Tuesday, June 6, 2017

Movie Review: Fist Fight

Fist Fight ** / *****
Directed by: Richie Keen. 
Written by: Van Robichaux & Evan Susser and Max Greenfield.
Starring: Charlie Day (Andy Campbell), Ice Cube (Strickland), Tracy Morgan (Coach Crawford), Jillian Bell (Holly), Dean Norris (Principal Tyler), Christina Hendricks (Ms. Monet), Kumail Nanjiani (Mehar), Dennis Haysbert (Superintendent Johnson), JoAnna Garcia Swisher (Maggie), Alexa Nisenson (Ally).
 
After watching Fist Fight this past Saturday night, my wife turned to me and asked why we cannot watch funny movies anymore. Our Fist Fight experience came just a couple of weeks after we gave up on the Bryan Cranston/James Franco vehicle Why Him? after about 30 minutes, and about a week after we made it all the way through Office Christmas Party with a normally reliable stable of actors like Jason Bateman, Jennifer Aniston, Kate Mackinnon, Olivia Munn, Vanessa Bayer and TJ Miller, with nary a laugh between us. Fist Fight is, it must be said, slightly better than those two movies – if for no other reason than Tracey Morgan made me laugh a few times, as did Jillian Bell, and although a late musical number relies on the tired and lazy trope of “kids swearing is funny”, that knowledge doesn’t make kids swearing not actually funny. But, I knew what she meant. Studio comedies have become lazy and formulaic – yes to a certain extent, they’ve always been formulaic, but more and more often, they feel like they aren’t even trying anymore. What really was the last great, laugh-out-loud, mainstream American movie comedy?
 
In this comedy, Charlie Day plays Andy Campbell, a mild mannered English teacher on the last day of school. Its senior prank day, and the students are going nuts, but he doesn’t really seem to care. He – along with the rest of the staff – may be fired, he has a wife who is about to give birth at any second, and a daughter who he has to help at her talent show that afternoon. But to Mr. Strickland (Ice Cube) – a history teacher, who has one emotion – anger.

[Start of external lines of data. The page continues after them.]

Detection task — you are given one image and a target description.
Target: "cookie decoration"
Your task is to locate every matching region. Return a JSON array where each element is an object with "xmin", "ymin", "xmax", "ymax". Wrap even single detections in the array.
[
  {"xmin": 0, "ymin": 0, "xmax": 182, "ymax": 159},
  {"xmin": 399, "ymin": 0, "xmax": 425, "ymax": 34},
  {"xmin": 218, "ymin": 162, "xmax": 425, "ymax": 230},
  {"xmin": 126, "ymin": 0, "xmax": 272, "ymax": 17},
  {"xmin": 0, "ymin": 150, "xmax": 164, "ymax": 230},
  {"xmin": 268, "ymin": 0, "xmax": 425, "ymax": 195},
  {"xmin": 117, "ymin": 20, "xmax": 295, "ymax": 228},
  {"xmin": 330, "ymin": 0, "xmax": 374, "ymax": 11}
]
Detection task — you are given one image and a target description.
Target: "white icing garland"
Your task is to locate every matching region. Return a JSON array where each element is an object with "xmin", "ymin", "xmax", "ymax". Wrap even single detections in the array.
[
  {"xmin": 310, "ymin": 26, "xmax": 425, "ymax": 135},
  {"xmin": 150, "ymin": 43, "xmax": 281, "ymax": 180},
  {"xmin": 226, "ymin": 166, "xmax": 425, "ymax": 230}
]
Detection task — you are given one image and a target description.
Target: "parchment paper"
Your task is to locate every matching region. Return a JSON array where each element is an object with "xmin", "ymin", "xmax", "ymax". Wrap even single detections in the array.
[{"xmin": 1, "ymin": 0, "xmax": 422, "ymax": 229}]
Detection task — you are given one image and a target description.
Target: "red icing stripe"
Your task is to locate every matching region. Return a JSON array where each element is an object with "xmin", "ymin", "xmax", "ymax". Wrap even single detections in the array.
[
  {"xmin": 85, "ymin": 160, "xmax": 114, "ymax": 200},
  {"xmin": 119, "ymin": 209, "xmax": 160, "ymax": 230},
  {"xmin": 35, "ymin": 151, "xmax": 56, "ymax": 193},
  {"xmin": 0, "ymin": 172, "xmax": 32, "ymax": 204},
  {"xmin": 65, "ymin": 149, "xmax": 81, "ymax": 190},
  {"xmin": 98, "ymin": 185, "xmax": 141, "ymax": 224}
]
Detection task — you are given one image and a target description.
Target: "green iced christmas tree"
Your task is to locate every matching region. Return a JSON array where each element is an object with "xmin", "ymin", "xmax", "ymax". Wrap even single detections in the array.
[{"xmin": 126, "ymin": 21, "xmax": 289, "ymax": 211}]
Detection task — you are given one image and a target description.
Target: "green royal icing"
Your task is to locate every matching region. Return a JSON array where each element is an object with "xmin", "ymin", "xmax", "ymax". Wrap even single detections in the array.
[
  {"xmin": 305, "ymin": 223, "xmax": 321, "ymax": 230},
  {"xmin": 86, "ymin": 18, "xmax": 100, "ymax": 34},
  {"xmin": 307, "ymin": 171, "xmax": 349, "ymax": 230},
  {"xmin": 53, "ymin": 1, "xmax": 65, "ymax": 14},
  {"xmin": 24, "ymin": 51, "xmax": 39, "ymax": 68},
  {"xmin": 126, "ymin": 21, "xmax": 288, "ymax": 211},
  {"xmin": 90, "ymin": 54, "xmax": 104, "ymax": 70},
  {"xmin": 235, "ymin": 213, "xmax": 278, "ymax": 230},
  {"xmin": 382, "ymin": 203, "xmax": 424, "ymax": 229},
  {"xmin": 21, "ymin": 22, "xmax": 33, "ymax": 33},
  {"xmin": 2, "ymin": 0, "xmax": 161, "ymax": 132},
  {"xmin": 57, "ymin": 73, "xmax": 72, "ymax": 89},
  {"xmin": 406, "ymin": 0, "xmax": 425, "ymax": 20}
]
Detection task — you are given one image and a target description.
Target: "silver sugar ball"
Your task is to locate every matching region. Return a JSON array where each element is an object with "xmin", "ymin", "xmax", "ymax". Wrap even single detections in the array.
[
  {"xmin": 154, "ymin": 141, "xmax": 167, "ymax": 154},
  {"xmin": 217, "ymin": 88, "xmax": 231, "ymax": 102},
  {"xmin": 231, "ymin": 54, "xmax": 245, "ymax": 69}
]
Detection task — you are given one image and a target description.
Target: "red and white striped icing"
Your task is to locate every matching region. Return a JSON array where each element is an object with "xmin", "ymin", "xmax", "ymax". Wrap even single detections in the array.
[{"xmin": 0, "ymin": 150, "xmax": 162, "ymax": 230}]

He asks Campbell to help him with a TV on the fritz in his class – and goes completely psycho when the students still sabotage it – bring an ax into the classroom. This doesn’t sit well with the Principal (Dean Norris) – who calls the pair into his office. Campbell snitches, Strickland gets fired – and then tells Campbell that at the end of the day, there’s going to be a fight.
 
Fist Fight should be funnier than it is. Charlie Day may only have one mode – all manic energy – but it’s a funny manic energy, and Ice Cube being angry is usually good for a laugh. Throw in Tracy Morgan doing his thing, Jillian Bell as an hilariously horny teacher, Christina Hendricks as a calmly psycho French teacher, and Kumail Nanjiani as a security guard, who unhelpfully tells Campbell that if it’s after the school day is over, it ain’t his problem – and Fist Fight should, at least, be passably funny – at least enough to make my wife and I, a few drinks in, laugh at the end of a long Saturday. Sadly though, it didn’t – not really. The film lacks a certain energy, and everyone seems to be going through the motions. Everyone is talented enough that those motions can be amusing at times, but it doesn’t change the fact that they’re still just going through them. American film comedy is in trouble – no one seems to know how to make a good one any more. Fist Fight is hardly to blame – but it sure doesn’t help.